陶謙也是承認了這個消息的真實性,營帳內的眾將再也是坐不住了,紛紛向陶謙進言,巴不得趕緊撤兵回彭城。這次陶謙可是把整個徐州的兵馬都給帶出來了,留在徐州的守軍只有不到兩千人,那彭城的守軍更是只有區區五百人!如何能夠抵擋得住敵人的攻勢!
陶謙的臉色也是變得極為難看起來,雙手更是握緊了拳頭,手背上青筋直跳。
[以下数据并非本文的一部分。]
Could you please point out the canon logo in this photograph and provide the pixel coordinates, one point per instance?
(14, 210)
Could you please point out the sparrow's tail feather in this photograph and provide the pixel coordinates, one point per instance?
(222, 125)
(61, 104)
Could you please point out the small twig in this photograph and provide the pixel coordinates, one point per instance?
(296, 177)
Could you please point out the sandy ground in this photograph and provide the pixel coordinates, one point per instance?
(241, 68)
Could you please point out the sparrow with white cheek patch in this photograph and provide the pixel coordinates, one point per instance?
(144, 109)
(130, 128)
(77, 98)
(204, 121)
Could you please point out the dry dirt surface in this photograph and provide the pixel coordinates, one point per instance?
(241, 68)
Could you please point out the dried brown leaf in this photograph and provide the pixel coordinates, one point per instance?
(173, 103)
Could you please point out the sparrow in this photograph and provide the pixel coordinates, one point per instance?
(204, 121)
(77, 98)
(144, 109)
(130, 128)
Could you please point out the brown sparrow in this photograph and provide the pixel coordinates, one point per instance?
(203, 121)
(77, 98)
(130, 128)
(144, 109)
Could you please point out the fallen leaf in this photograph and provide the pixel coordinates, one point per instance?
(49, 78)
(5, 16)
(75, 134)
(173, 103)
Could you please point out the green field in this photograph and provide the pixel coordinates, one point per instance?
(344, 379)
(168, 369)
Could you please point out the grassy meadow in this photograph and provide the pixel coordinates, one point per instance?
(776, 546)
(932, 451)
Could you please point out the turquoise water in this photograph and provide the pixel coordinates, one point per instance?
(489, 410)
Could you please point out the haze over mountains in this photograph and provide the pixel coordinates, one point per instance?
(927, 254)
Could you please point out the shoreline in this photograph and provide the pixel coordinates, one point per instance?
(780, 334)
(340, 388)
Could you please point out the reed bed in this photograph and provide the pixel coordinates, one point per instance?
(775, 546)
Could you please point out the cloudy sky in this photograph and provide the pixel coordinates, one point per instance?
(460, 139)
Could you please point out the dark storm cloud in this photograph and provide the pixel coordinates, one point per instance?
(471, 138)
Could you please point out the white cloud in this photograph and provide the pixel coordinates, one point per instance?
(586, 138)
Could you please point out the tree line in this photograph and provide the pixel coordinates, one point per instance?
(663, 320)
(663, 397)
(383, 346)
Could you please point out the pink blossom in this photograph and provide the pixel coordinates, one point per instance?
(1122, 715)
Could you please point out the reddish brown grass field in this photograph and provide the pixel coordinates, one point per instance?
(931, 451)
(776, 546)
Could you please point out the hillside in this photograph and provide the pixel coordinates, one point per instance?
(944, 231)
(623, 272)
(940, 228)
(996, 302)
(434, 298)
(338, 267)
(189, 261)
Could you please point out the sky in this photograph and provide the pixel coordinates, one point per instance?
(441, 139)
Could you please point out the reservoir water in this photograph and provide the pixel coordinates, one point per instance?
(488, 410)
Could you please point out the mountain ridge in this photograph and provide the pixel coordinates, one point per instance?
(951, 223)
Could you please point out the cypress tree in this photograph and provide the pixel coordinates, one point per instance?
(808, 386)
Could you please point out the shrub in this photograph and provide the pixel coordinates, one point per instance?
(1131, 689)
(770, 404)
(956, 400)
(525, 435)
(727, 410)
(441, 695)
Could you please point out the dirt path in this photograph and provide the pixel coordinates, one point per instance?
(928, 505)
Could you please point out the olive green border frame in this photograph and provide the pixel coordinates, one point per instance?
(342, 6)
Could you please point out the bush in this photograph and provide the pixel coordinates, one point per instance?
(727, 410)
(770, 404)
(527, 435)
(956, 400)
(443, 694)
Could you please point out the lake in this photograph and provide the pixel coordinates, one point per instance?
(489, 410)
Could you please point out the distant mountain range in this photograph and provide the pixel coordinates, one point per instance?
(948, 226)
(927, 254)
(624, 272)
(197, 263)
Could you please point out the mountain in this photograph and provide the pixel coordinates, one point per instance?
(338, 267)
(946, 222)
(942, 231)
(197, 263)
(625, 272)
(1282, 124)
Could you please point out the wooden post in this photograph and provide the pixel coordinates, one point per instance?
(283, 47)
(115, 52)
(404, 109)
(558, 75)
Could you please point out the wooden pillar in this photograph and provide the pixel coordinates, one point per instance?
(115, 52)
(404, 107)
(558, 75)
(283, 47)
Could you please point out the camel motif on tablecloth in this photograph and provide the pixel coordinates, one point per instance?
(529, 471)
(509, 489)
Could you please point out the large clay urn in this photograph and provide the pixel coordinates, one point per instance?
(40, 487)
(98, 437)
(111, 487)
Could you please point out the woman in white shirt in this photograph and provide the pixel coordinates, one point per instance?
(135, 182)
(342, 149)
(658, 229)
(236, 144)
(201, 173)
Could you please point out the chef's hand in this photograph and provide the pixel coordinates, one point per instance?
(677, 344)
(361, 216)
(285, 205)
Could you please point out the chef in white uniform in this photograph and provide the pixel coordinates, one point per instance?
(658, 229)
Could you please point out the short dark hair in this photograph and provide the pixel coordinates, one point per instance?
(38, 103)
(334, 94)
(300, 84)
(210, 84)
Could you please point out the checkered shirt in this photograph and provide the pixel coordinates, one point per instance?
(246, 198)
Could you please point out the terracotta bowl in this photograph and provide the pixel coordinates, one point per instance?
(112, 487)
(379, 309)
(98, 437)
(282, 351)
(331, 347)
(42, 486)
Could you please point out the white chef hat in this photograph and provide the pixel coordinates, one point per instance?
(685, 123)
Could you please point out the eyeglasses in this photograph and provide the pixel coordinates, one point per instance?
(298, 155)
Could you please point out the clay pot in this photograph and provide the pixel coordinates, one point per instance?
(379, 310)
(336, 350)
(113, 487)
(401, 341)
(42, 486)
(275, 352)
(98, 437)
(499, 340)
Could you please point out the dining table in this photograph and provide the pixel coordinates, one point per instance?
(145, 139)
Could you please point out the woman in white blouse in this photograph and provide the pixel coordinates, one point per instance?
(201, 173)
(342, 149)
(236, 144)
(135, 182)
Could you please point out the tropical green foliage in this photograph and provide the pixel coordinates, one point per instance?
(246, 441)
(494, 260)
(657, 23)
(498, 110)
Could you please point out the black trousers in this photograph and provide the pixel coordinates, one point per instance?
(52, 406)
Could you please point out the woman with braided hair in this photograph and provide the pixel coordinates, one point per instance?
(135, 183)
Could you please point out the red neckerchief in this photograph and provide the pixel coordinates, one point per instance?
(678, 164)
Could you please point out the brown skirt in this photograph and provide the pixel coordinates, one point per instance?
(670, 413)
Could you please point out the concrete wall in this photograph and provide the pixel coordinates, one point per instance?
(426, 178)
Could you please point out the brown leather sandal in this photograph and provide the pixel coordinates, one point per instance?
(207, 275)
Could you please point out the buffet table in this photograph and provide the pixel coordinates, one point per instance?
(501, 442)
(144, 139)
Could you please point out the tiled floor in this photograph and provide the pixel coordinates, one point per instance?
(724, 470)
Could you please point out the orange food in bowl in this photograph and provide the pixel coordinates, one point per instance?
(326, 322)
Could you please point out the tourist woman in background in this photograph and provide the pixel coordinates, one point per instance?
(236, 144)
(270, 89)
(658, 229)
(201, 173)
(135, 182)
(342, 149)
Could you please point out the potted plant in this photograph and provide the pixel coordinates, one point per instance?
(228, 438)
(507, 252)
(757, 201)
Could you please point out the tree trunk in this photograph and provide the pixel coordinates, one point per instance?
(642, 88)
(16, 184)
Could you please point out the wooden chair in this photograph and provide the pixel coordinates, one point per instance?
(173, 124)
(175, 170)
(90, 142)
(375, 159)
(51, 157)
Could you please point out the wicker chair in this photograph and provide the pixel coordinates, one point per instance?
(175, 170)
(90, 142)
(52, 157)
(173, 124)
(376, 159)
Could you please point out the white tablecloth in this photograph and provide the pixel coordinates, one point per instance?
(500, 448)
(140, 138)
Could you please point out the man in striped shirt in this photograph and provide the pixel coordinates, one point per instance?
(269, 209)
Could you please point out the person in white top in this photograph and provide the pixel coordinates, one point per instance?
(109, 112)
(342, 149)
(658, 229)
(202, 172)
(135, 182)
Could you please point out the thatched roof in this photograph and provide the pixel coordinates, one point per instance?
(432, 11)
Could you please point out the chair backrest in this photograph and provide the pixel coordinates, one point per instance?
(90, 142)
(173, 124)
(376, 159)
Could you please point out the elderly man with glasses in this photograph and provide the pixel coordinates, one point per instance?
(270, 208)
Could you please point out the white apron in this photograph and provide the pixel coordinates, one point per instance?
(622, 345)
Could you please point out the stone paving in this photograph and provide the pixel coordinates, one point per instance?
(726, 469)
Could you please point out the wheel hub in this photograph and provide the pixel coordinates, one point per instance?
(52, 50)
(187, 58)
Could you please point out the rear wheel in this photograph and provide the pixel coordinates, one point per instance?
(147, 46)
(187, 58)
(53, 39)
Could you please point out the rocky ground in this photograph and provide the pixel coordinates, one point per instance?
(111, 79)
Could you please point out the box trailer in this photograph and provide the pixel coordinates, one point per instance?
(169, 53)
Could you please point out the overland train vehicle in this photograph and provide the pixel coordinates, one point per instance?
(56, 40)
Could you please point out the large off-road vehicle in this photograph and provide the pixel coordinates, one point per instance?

他很清楚,張遼那邊的楚軍攻打彭城,就是打著圍魏救趙的主意,偏偏陶謙猜出了對方的計策,卻又不得不按照對方的謀劃行事,這才是最無奈的!特別是眼前這城父隨時都能被拿下,說不定還能拿住趙青,一舉攻下整個豫州與荊州!
若是依著陶謙的本意, 陶謙還真想賭一賭!可現在,當著營帳這麽多人的面,這個消息就這麽傳出去了,用不了多久,整個徐州軍都會知道這個消息,到時候徐州軍上下都將無心作戰,令得陶謙那就是想賭,也沒辦法了!
一想到這次自己大張旗鼓地來攻打豫州,好不容易把趙青給逼到這個份上了,卻要功虧一簣,陶謙的心裡那是充滿了不甘,一張臉更是扭曲得過分,這要退兵的命令在陶謙的嘴巴裡來來回回,就是說不出口。
在旁邊的糜竺見了,也是立馬猜出了陶謙此刻的心情,心裡也是不由得暗歎了一聲,但還是上前對陶謙說道:“主公,不如,先暫且撤回相縣,然後遣一路兵馬前往彭城救援!等解了彭城之圍,我們再來攻打城父!左右這趙青兵力不足,也不可能在短時間內得到解決,也不過再多拖個十余日!至於糧草供給,糜家願意為主公效勞分憂!”
之前陶謙不肯與趙青拖下去,最主要的原因就是考慮到糧草供給問題,現在糜竺代表糜家做出了表態,也是讓陶謙心裡有了底。當即陶謙也是暗暗松了口氣,終於是點了點頭,沉聲喝道:“傳令下去!退兵!”